Penny Arcade’s fans cheer them because they are cheering the idea that in a complex world of disproportionate reactions – a scary world where kids get in trouble for chewing pastries into the shape of guns – it’s okay to be yourself. It’s okay to break the rules of politeness, it’s okay to say socially unacceptable things, and it’s okay to make a comic about utterly juvenile humor juxtaposed with gaming references. They don’t understand what all the fuss is, and they don’t accept that a joke about the absurdity of RPG questing that uses rape as its “BAD END” has anything to do with real life rape. They want to live without having to worry about consequences for every dumb thing that comes out when they open their mouths.
Set against this are those who believe that culture is deliberate. To them, every word and thought must be carefully measured for fear of contributing to one repressive culture or another. In this particular case, that’s “rape culture,” and all of Penny Arcade’s bluster is nothing less than horrifying. This is the other story; the other version of events; the competing fiction. Those who believe in rape culture believe in a sort of semiotic butterfly effect, whereby constant mention of rape as a laudable act (“we raped the other team in LoL last night”) or as an item of humour desensitizes people and eventually contributes to the incidence of actual rapes.
It would be easy to call this difference one of liberalism vs. conservatism, but that would be false: the Dickwolves argument is a clash between one liberal paradigm (third-wave feminism) and another liberal paradigm (free speech)! To third-wave feminists, it is utterly shocking that someone would willingly choose to wear a Dickwolves shirt after the backlash. After all, even if others don’t agree with their way of looking at culture, it’s obvious they are horrified by it. Why would anyone willingly offend them?
“A moral panic is a public panic over an issue deemed to be a threat to, or shocking to, the sensibilities of ‘proper’ society… Where the moral panic involves a group whose members are conscious of their subordination, the denounced behavior may become a symbol of opposition and rebellion.” – RationalWiki
It has to be noted that third-wave feminists do not form a majority consensus in society at large; only in educational institutions and on the Internet – where liberalism holds sway – are they taste-makers. “Rebellion” against any standards they impose may therefore also be understood as a clash between online and offline standards.

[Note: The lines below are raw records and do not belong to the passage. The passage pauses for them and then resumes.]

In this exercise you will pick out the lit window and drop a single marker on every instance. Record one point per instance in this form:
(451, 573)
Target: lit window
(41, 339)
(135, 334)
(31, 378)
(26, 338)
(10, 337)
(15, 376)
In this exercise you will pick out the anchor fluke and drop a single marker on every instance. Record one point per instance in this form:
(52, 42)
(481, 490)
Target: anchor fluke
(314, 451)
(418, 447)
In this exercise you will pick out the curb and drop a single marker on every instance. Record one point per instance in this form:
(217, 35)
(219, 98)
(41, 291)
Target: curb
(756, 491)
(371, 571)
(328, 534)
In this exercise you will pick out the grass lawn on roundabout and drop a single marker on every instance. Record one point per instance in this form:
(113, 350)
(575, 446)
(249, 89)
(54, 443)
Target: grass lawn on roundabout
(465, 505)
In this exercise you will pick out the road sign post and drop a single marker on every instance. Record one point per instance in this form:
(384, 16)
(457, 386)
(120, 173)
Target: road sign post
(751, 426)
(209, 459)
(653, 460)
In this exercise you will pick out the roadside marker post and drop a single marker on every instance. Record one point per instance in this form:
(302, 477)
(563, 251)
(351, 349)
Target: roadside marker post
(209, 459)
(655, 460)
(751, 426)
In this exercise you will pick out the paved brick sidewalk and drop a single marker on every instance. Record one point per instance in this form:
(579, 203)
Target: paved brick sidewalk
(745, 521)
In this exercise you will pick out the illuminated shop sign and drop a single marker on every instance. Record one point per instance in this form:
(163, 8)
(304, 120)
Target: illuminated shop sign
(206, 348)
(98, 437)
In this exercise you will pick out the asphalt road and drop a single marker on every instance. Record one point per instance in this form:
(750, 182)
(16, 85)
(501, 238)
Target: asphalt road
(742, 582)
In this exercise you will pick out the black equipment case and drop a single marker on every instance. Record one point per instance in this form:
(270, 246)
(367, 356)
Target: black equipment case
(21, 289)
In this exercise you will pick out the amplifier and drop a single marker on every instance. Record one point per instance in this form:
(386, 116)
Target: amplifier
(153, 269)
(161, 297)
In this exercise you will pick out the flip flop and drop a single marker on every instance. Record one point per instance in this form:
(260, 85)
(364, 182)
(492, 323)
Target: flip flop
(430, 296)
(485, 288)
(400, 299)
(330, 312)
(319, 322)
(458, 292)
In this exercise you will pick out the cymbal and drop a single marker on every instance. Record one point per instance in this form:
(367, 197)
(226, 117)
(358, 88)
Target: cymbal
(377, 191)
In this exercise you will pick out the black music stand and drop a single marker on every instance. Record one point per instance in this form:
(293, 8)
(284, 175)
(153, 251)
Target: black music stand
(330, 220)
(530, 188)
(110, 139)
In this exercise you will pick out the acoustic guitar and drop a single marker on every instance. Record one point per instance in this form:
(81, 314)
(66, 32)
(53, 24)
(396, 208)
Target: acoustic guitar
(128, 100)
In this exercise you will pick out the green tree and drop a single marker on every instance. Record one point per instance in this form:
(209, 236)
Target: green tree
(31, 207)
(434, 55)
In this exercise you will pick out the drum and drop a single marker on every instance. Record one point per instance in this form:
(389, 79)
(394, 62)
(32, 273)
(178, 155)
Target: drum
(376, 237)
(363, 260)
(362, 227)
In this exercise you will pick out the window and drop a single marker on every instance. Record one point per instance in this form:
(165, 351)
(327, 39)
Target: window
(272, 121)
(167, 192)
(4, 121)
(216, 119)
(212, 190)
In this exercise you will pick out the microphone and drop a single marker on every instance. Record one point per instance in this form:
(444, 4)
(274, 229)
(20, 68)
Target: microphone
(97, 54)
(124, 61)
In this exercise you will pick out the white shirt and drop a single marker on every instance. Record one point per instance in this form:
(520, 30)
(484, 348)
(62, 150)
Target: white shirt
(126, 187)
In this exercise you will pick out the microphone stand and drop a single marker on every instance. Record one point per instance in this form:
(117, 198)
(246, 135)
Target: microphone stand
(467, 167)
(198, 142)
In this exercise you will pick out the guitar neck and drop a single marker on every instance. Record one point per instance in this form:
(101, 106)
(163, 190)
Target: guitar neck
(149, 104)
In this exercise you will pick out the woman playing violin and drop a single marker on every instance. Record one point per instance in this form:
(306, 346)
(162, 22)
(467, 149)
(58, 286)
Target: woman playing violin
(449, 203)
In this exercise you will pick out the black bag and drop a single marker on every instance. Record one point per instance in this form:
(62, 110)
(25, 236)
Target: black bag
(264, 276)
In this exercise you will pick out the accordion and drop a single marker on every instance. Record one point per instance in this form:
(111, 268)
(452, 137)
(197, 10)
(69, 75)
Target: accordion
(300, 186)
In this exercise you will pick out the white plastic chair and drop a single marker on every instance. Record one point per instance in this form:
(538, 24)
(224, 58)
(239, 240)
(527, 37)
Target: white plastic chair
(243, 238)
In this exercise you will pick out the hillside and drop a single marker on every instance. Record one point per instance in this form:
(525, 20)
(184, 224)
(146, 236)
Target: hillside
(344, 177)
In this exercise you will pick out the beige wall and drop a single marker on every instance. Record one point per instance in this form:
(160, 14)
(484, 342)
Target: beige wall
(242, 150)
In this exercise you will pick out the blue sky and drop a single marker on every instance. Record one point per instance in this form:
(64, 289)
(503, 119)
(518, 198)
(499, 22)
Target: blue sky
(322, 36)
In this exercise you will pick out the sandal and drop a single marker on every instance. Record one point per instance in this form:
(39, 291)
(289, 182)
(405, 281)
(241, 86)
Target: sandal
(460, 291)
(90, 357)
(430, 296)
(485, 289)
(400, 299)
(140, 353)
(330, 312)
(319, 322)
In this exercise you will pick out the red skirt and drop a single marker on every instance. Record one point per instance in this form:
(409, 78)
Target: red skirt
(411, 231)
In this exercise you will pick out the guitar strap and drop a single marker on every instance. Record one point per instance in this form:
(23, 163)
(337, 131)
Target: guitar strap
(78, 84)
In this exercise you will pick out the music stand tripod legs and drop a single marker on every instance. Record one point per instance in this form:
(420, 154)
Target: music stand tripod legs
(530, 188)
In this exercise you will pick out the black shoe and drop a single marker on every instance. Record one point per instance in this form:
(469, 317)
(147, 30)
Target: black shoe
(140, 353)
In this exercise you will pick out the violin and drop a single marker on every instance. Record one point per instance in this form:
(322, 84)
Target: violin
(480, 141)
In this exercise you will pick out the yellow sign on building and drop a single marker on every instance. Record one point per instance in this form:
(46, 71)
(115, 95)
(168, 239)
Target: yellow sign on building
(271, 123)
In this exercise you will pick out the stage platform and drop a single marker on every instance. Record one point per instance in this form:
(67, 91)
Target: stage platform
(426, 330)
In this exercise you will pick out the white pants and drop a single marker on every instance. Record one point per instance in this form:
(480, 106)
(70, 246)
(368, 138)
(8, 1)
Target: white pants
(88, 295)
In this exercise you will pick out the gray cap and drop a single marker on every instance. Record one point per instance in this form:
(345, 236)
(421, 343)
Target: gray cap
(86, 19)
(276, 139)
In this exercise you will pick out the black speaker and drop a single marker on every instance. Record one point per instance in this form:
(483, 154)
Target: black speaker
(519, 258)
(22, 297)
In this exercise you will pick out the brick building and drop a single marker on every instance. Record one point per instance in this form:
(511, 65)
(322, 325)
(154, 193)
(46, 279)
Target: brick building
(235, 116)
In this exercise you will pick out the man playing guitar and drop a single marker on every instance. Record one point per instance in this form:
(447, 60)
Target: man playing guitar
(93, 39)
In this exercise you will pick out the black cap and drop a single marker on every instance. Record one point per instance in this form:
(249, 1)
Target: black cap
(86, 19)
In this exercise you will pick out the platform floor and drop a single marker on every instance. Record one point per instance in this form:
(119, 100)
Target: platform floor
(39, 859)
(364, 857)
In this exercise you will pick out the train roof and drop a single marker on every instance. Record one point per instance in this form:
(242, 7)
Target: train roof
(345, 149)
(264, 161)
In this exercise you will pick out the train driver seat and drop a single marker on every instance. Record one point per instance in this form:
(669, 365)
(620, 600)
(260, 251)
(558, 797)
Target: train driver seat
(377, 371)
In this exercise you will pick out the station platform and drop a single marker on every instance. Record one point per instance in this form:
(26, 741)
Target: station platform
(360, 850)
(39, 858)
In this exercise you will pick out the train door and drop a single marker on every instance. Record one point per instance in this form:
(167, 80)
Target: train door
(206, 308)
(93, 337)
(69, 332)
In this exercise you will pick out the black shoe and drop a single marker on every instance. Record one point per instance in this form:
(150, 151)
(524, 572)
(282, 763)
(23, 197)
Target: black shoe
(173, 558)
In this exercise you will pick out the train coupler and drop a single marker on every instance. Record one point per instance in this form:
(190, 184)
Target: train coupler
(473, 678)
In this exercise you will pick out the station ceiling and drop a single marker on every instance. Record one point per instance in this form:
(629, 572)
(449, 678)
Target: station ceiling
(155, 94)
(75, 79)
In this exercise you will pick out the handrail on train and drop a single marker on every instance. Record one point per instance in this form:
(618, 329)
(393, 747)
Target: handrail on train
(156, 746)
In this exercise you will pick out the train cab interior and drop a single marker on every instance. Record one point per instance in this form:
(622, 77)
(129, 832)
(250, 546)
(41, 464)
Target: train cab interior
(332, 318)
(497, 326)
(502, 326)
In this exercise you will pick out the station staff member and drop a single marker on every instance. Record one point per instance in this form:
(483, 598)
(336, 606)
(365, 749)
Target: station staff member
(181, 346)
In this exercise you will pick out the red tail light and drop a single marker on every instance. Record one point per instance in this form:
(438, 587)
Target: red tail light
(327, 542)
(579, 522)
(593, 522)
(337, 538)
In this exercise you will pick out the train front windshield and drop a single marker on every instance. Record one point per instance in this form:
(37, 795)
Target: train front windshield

Of course, moral panic in the abstract is regularly derided in the gaming community, because of its associations with video game censors like Jack Thompson. Penny Arcade itself publicly feuded with the now-disbarred lawyer in 2005. Perhaps this illustrates a valuable lesson about how people apply ideals. People get that moral panic is absurd when applied to something they instinctively find harmless or positive like gaming, but change the bugbear to something like hurtful speech, and suddenly they’re all in. After all, stereotypical video game nerds and anime otaku have a long and storied history of being verbally abused.
Will Penny Arcade spawn more controversies in the future?
“With me not being able to keep my mouth shut – I’m trying very hard to be better about that . . . When and where it’s OK to say the things that I think. When I do things or say things that hurt not just me but fourteen other people who rely on Penny Arcade for their livelihood, when I say something dumb to make somebody mad . . . that I can see happening again. I hope it doesn’t, but I know who I am.” – Gabe
There you have it. It looks like it will happen again, and they are aware of it to the point of being fatalistic. While Gabe and Tycho are incredibly crass and offensive, perhaps we can at least say that they are also incredibly honest about who they really are. Time will tell whether they are remembered as hatemongers, advocates of free speech, or guys making dumb jokes.